Я вызвал Винсента, чтобы он отвез меня туда. Оказалось, что это женщина, очень известный астролог мадам Жаклин Лангман. Мы провели в ее обществе всего-то несколько минут, как она тут же попросила прощения и удалилась — составлять мой гороскоп. Я, разумеется, не возражал, потому что за несколько минут нашего общения она уже успела вытянуть из меня все данные, необходимые для составления него. Надо сказать, что, едва познакомившись, мы сразу прониклись взаимной симпатией. Она вся искрилась, разговаривая со мной. Через десять минут она, сияя, появилась с блокнотом в руках и принялась воспроизводить всю мою жизнь. (Помню, как она сказала мне — поразительно! — что мне вообще не следовало бы жениться. Любовные интрижки — да, но брак — ни в коем случае.) Жаклин читала меня как открытую книгу, и, кстати, позже она написала-таки книгу обо мне, на французском. Я был столь впечатлен всем услышанным, что тут же стал подбивать Винсента сделать гороскоп и себе, но он отказался под предлогом, что это все чепуха, а планеты уже давно стоят не так, как воображает моя астрологиня. К счастью, мадам Лангман даже не стала тратить время на споры с ним. Стоит ли и говорить, что с того дня мы с ней стали близкими друзьями. Около года назад она навестила меня здесь, в Калифорнии, в компании наших общих друзей. К сожалению, ее книгу так и не перевели на английский язык. Я говорю «к сожалению», потому что, если бы она существовала по-английски, это удержало бы многих моих поклонников от глупых вопросов.
Как я уже говорил, подразумевалось, что мы подыскиваем местечко для жилья в Португалии, хотя к тому времени я уже понял, что организовать семью из двух американских и двух немецких детей с мачехой-немкой будет невозможно.
Поэтому я вернулся в Рейнбек и, обнаружив, что между мной и Ренатой все кончено, улетел в Калифорнию один, погрустневший и поумневший. По крайней мере таким я себя ощущал, хотя в глубине души уже тогда затаил подозрение, что окончательно поумнеть мне не суждено. Я всегда буду наивным дурачком, какие бы преступления при этом ни совершал.
Мы с Винсентом по-прежнему лучшие друзья. Он меняет места работы, но никогда не теряет лица. Это представитель того редкого для нашего общества типа — «честного человека», которого когда-то безуспешно разыскивал Диоген. Он мудр, человек с широкими взглядами, но сторонится всего, что попахивает мистицизмом. Для него имеют значение факты, а не теории, мечты и бесплотные идеи.
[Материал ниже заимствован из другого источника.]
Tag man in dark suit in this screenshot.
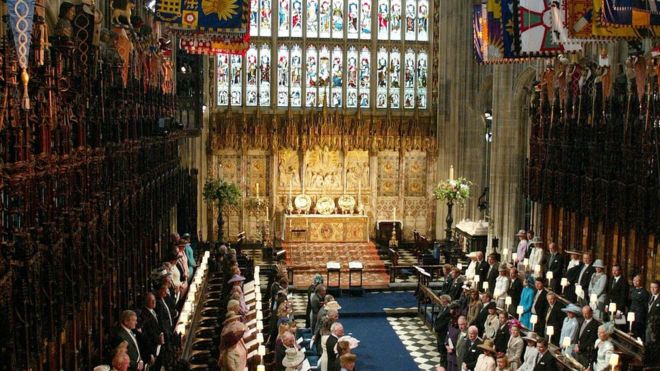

По-моему, хоть мне и не нравится так говорить, все его невезение именно из-за того, что он подавляет в себе мечтателя. Винсент не дурак, но, по моему скромному мнению, лучше бы ему быть дураком. Однако он верный друг, настоящий друг на всю жизнь, и это компенсирует все его недостатки. Способность дружить намного важнее, чем успех в том или ином деле! Храни тебя Господь, Винсент, ты достойнейший человек!